There were draws in stock of gasoline, fuel ethanol, distillate fuel oil, and residual fuel oil. Inventory builds were reported in stocks of K-jet fuel, propane, and other oils.

Commercial crude oil supplies in the United States decreased to 432.4 million barrels, a draw of 1.4 million barrels.

Crude oil supplies decreased in two of the five PAD Districts. PAD District 1 (East Coast) stocks fell 2.4 million barrels, PADD 3 (Gulf Coast) stocks declined 1.5 million barrels. PADD 2 (Midwest) stocks rose 0.8 million barrels, PADD 4 (Rockies) stocks increased 0.2 million barrels, and PADD 5 (West Coast) stocks advanced 1.5 million barrels.

Cushing, Oklahoma inventories were unchanged from the previous report week at 37.2 million barrels.

Domestic crude oil production increased 20,000 barrels daily to 10.723 million barrels per day from the previous report week.

Crude oil imports averaged 7.601 million barrels per day, a daily increase of 278,000 barrels per day.
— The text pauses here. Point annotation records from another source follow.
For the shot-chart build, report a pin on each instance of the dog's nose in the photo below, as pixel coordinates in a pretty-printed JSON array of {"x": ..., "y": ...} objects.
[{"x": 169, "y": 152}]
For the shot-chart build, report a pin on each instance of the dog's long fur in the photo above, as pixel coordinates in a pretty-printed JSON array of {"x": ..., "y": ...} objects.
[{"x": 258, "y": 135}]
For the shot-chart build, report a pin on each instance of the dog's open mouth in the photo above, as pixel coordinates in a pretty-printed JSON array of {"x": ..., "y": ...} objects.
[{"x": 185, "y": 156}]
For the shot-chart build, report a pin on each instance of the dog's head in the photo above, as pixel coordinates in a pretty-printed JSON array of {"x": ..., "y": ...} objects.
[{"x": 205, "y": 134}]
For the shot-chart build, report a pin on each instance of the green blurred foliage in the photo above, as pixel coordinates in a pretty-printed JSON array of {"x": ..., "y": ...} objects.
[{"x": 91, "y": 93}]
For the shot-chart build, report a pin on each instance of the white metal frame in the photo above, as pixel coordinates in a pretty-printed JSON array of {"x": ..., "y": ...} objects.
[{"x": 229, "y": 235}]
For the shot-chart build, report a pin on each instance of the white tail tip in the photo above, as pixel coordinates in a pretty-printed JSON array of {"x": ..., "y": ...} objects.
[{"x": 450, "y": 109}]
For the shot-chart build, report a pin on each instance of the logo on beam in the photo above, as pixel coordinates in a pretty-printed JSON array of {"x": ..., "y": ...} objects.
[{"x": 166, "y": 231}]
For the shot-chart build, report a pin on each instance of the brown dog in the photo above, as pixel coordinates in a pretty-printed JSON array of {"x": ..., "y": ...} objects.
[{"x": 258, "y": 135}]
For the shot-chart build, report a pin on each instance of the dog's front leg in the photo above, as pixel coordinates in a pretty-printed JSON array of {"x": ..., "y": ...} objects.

Exports rose 689,000 barrels daily to 2.566 million barrels per day.

Refineries used 91.1 per cent of capacity, an increase of 0.7 percentage points from the previous report week.

Crude oil inputs to refineries increased 149,000 barrels daily; there were 16.635 million barrels per day of crude oil run to facilities. Gross inputs, which include blending stocks, rose 125,000 barrels daily to 16.917 million barrels daily.

Total petroleum product inventories saw an increase of 0.7 million barrels from the previous report week.

Gasoline stocks fell 3.8 million barrels from the previous report week; total stocks are 232.0 million barrels.

Demand for gasoline fell 244,000 barrels per day to 9.531 million barrels daily.

Total product demand decreased 21,000 barrels daily to 20.527 million barrels per day.

Distillate fuel oil supply declined 0.1 million barrels from the previous report week to 114.9 million barrels. National distillate demand was reported at 4.222 million barrels per day during the report week. This was a weekly decrease of 84,000 barrels daily.

Propane stocks increased 1.7 million barrels from the previous report week; propane stock are 40.4 million barrels. Current demand is estimated at 1.002 barrels per day, an increase of 25,000 barrels daily from the previous report week.


Natural Gas

According to the Energy Information Administration:

Net injections topped the 100 Bcf threshold in May for the first time since 2015. Net injections into storage totaled 106 Bcf for the week ending May 11, compared with the five-year (2013–17) average net injection of 87 Bcf and last year’s net injections of 64 Bcf during the same week.

This report week had the largest reported May weekly net injection since May 29, 2015, when net injection reached its record high of 132 Bcf. Net injections during the week averaged 15.1 Bcf/day; net injections will have to average 13.1 Bcf/day for the remainder of the refill season to match the five-year average level (3,806 Bcf) by October 31. Working gas stocks totaled 1,538 Bcf, which is 501 Bcf lower than the five-year average and 821 Bcf lower than last year at this time.